The brilliantly acrimonious film is about connecting poverty with juvenile street crime. It earned Buñuel his well-deserved international reputation. By combining Italian neo-realism with Hollywood teen genre films, the gifted director found a way to articulate the anger in the streets from these forgotten youths–supposedly hidden away in every major western city. To Buñuel’s credit he doesn’t lay all the blame on society, but also points his finger at the individual’s failure to act responsibly and the lack of family support.

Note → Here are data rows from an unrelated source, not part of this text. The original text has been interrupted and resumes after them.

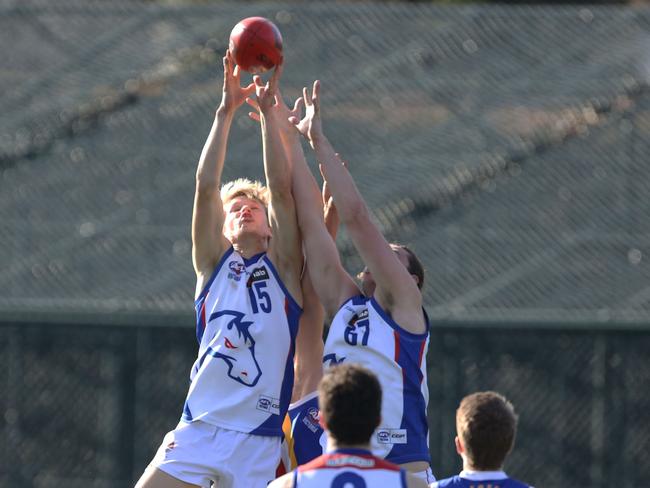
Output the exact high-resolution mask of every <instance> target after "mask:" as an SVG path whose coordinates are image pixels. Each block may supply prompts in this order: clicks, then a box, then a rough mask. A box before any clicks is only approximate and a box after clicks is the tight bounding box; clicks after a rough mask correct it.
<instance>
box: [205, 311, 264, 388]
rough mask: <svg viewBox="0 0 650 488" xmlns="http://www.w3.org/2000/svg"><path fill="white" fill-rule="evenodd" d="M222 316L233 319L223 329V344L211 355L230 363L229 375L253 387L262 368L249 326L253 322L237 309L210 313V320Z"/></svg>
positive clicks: (235, 378)
mask: <svg viewBox="0 0 650 488" xmlns="http://www.w3.org/2000/svg"><path fill="white" fill-rule="evenodd" d="M222 316H230V317H232V318H231V320H230V321H229V322H228V324H227V325H226V327H223V328H222V329H221V331H222V335H221V338H220V339H219V342H220V344H221V345H222V346H223V347H221V348H219V350H218V351H217V350H212V351H211V353H210V354H211V355H212V356H213V357H215V358H219V359H223V360H224V361H225V363H226V364H227V365H228V376H229V377H230V378H232V379H233V380H235V381H237V382H238V383H241V384H242V385H244V386H250V387H253V386H255V385H256V384H257V382H258V380H259V379H260V376H262V370H261V369H260V366H259V364H258V363H257V359H256V358H255V339H254V338H253V336H252V335H251V333H250V331H249V328H250V326H251V325H253V322H250V321H247V320H246V321H245V320H243V319H244V314H243V313H241V312H237V311H235V310H221V311H219V312H216V313H213V314H212V315H210V320H209V321H210V322H211V321H212V320H215V319H217V318H219V317H222Z"/></svg>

When Jaibo escapes from reform school, he starts up again a pack of street kids from the ghetto who follow his unwise leadership in robbing a cripple and a blind man. The blind man rightfully hates the gang for being his tormentors and frowns upon the uncaring attitude of the parents, but is not a sympathetic figure because he’s a hypocrite, takes sexual liberties with an under-aged girl and his final solution to the delinquency problem is to have all the slum kids exterminated. Two other street causalities of note are a well-mannered out-of-town boy, nicknamed Big Eyes by the street kids, abandoned by his father who has to learn how to live on the street and a hard-worker named Julian, the family’s breadwinner, who is brutally murdered in a cowardly fashion by Jaibo as an act of revenge for sending him to the can.
The nonprofessional cast make for excellent subjects to study the universal social conditions that lead to street violence.